Apparizione di “Nostra Signora delle Vigne” anno 560

Anticamente fuori dalle mura cittadine di Genova, il maestoso “Santuario di Santa Maria delle Vigne” prende nome dai vigneti in mezzo ai quali fu innalzata una prima Cappella alla Vergine Assunta, in seguito all’apparizione della Madonna ad una certa Argenta, ancora nel VI secolo. La veggente fece erigere una piccola cappella, primo passo verso l’attuale santuario.

Soltanto nella seconda metà del sec. X iniziò la costruzione della Collegiata-Santuario che, con vari rifacimenti e ampliamenti successivi, fu completata ai primi anni del sec. XVII; tanto che il primitivo quadro della Vergine ‘delle Vigne’ fu riportato in luce e restaurato nel 1603 e la mistica effigie venne incoronata nel 1616.

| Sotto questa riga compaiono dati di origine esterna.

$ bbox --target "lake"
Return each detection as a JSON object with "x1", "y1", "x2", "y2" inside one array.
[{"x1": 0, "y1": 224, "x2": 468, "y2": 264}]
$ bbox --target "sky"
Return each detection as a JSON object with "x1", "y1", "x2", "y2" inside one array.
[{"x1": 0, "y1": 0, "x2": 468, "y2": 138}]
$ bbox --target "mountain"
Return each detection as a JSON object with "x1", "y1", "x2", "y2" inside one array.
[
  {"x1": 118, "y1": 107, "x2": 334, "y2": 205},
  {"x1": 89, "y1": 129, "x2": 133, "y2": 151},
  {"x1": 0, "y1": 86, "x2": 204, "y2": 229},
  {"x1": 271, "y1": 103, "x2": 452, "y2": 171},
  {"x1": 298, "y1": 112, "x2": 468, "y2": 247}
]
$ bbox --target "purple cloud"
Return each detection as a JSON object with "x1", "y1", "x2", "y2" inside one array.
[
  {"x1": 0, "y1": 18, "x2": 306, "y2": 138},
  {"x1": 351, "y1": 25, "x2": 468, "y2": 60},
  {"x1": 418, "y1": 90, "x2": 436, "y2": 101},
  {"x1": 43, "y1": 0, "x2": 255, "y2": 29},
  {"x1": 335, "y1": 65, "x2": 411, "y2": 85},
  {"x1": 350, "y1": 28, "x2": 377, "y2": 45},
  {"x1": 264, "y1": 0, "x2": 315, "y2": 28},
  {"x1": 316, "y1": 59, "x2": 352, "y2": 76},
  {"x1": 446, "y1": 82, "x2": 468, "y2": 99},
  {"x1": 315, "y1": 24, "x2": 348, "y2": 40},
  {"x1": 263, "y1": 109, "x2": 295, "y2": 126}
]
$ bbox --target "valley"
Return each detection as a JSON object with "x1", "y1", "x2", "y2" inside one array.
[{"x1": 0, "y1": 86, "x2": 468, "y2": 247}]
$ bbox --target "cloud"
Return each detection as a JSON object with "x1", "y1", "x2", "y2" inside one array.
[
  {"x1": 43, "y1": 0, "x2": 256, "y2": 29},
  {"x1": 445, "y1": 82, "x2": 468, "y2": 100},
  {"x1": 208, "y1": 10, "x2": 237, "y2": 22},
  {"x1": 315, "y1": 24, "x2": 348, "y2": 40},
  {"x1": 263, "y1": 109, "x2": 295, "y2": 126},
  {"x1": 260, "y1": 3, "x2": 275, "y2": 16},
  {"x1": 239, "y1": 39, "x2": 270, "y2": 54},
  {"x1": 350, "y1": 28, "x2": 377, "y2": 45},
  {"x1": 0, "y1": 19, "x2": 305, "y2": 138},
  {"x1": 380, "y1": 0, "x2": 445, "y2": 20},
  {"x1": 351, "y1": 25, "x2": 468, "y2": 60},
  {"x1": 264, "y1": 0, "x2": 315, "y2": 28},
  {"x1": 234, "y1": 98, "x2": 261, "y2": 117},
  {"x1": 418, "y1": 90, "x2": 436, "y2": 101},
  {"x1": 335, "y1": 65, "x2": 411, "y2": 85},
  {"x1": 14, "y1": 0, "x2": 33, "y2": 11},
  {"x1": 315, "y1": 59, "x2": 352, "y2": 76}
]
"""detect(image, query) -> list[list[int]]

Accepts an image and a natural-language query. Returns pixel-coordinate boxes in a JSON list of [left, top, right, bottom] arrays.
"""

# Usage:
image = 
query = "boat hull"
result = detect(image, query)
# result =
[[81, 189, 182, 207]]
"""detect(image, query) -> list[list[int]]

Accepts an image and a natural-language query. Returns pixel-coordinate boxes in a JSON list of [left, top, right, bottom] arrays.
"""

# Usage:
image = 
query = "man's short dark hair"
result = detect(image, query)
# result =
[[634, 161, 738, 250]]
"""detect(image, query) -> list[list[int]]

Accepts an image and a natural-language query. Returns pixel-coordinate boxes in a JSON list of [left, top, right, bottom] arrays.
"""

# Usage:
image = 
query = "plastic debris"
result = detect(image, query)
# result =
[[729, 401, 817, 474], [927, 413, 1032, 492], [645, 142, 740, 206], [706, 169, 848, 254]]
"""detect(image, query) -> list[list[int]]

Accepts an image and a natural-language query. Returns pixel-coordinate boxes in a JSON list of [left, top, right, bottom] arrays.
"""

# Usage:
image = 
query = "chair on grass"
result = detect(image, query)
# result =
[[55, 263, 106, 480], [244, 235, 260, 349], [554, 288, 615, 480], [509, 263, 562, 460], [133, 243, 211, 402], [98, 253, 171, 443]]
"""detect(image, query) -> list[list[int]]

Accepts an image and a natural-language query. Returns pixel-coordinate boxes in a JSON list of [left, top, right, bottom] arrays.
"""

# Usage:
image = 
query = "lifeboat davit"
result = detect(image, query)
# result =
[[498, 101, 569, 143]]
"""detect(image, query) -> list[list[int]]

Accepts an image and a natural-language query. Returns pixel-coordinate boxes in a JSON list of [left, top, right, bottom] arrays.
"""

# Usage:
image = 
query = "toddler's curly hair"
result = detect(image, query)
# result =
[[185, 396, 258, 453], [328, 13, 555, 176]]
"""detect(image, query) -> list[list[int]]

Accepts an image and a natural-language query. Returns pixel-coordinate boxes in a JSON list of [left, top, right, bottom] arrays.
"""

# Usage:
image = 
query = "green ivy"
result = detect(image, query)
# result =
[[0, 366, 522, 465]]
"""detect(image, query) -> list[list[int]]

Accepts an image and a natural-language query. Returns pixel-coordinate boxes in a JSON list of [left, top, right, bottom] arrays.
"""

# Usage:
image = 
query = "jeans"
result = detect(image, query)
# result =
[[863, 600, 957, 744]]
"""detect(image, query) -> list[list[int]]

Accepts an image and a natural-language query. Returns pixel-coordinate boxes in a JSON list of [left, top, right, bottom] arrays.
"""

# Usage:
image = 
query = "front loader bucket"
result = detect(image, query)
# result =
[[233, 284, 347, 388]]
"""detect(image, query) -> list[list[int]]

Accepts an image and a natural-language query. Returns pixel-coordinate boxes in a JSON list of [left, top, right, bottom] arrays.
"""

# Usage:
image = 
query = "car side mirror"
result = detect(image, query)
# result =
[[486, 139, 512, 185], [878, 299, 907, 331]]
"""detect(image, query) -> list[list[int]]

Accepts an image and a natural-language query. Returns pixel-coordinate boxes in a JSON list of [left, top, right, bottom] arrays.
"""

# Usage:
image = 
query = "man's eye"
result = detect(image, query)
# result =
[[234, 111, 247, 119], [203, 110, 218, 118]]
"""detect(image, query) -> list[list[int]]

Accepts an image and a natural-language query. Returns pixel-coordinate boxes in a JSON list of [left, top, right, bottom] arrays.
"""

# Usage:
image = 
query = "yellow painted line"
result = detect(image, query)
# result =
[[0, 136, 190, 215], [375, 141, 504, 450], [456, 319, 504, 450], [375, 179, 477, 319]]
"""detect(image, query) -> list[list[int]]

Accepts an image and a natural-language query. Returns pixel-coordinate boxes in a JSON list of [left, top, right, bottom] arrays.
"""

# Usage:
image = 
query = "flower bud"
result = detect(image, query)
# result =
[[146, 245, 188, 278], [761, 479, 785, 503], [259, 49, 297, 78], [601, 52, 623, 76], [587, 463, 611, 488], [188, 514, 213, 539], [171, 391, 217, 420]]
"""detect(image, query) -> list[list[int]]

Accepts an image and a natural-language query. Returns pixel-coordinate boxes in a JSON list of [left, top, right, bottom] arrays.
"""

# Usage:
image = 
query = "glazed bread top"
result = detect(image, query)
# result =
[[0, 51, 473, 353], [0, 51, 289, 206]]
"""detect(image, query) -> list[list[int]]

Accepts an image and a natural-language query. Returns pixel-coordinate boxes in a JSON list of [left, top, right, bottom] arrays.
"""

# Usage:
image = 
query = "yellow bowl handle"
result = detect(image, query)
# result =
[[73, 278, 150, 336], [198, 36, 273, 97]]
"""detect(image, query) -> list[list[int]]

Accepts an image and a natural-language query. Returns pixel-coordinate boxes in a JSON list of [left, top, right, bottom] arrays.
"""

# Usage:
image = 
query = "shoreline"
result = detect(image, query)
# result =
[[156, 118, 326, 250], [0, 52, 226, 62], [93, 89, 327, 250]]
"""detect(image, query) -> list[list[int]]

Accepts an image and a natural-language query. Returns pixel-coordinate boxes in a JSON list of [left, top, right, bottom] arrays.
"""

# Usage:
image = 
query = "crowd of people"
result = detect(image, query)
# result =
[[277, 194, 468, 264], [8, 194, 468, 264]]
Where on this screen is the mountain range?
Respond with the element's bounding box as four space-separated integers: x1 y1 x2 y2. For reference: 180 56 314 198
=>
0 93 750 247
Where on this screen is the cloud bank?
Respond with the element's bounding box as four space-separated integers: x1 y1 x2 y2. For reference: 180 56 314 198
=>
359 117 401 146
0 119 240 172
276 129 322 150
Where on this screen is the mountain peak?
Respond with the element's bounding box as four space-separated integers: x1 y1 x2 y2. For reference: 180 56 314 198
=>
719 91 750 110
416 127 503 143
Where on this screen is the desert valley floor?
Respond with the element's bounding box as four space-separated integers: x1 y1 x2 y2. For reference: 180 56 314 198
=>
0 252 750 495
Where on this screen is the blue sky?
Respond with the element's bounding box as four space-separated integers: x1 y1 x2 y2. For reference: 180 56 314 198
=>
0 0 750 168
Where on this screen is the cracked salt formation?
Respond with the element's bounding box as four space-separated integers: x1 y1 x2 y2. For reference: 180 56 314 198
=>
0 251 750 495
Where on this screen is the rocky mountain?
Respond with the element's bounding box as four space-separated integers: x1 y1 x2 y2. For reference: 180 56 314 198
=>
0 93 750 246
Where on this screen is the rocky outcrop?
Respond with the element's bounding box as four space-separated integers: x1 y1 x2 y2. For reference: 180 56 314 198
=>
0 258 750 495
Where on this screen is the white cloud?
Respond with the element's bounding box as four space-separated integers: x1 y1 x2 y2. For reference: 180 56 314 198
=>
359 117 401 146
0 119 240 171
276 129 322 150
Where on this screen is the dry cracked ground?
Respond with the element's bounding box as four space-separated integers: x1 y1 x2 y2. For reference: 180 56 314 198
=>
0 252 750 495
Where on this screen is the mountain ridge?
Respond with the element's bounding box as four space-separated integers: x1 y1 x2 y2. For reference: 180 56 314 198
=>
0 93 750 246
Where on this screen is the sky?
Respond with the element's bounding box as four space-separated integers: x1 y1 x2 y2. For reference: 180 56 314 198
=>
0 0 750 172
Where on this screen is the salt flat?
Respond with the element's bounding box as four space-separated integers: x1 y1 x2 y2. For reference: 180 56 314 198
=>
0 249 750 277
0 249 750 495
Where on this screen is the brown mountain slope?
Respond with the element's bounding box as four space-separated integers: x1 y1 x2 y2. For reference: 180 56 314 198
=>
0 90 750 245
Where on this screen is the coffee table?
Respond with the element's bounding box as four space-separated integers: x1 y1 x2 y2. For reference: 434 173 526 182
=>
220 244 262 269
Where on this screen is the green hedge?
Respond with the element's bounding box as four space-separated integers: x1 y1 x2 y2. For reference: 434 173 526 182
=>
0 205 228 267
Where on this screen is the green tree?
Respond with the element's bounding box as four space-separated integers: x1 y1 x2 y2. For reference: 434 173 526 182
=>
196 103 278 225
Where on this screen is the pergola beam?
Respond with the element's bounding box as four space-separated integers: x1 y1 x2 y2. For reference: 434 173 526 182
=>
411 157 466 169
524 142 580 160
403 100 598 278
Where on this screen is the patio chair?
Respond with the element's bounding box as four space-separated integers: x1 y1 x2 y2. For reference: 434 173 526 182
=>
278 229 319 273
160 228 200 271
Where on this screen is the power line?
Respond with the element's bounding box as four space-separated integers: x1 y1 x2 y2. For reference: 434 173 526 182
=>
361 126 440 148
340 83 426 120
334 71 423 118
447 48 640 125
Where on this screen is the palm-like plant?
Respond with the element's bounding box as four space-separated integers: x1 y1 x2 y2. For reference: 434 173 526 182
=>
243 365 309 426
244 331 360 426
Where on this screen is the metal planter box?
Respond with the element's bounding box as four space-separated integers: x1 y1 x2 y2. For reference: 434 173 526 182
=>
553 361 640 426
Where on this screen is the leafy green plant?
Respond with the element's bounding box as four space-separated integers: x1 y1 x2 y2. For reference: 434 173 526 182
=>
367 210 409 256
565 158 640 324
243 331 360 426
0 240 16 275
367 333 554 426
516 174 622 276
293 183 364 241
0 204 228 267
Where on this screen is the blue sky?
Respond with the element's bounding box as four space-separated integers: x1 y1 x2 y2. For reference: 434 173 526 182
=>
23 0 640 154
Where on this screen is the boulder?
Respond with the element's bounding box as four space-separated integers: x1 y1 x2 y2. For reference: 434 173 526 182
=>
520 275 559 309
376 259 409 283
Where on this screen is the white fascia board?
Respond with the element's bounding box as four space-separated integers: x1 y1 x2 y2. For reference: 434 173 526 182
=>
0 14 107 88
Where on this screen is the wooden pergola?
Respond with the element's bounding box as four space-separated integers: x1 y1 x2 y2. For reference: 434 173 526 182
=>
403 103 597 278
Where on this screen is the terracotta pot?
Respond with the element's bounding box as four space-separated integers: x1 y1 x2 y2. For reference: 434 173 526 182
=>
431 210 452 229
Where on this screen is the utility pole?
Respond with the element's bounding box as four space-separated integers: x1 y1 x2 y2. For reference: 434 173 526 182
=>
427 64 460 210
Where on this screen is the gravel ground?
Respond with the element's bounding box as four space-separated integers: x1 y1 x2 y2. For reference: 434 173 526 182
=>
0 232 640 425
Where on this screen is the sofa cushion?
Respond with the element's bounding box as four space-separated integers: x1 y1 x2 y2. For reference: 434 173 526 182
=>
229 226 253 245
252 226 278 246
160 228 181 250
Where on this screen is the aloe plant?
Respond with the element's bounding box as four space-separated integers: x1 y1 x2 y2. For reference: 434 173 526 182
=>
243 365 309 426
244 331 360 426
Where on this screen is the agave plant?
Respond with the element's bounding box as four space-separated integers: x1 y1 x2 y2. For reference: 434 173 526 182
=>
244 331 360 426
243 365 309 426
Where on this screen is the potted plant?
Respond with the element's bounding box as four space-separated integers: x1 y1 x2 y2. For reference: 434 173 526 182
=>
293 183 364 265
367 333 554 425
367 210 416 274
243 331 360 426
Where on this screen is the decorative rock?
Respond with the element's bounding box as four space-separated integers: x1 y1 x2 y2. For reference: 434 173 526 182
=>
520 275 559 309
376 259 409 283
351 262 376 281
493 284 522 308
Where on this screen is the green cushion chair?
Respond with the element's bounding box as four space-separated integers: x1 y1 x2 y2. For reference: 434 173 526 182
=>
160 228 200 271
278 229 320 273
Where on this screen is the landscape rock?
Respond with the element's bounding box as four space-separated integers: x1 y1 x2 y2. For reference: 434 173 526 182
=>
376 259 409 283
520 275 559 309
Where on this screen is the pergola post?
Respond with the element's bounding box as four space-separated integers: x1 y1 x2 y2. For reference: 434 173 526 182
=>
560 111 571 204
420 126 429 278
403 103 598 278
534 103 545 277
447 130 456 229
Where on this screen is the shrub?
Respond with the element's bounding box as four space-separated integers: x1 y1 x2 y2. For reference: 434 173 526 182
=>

Singolare il fatto che – nella monetazione di Genova, “Città di Maria” – si usasse nel XVII secolo riprodurre quest’effigie della Vergine con le scritte: “Sub tuum praesidium” e “et rege eos“; e da tenere presente che l’omaggio del Doge e dei dignitari della Repubblica di Genova alla “Madonna delle Vigne” in occasione della sua festa (21 Novembre) si protrasse per molti decenni, proprio per rimarcare la regalità della Vergine.

Lungo la vecchia via marenca si trova il santuario di Nostra Signora delle Vigne che risale alla fine del XVI secolo. Recentemente restaurato; ha la facciata abbellita da un piccolo portico e presenta all’interno notevoli stucchi settecenteschi di F. M. Marvaldi e affreschi di Francesco Carrega.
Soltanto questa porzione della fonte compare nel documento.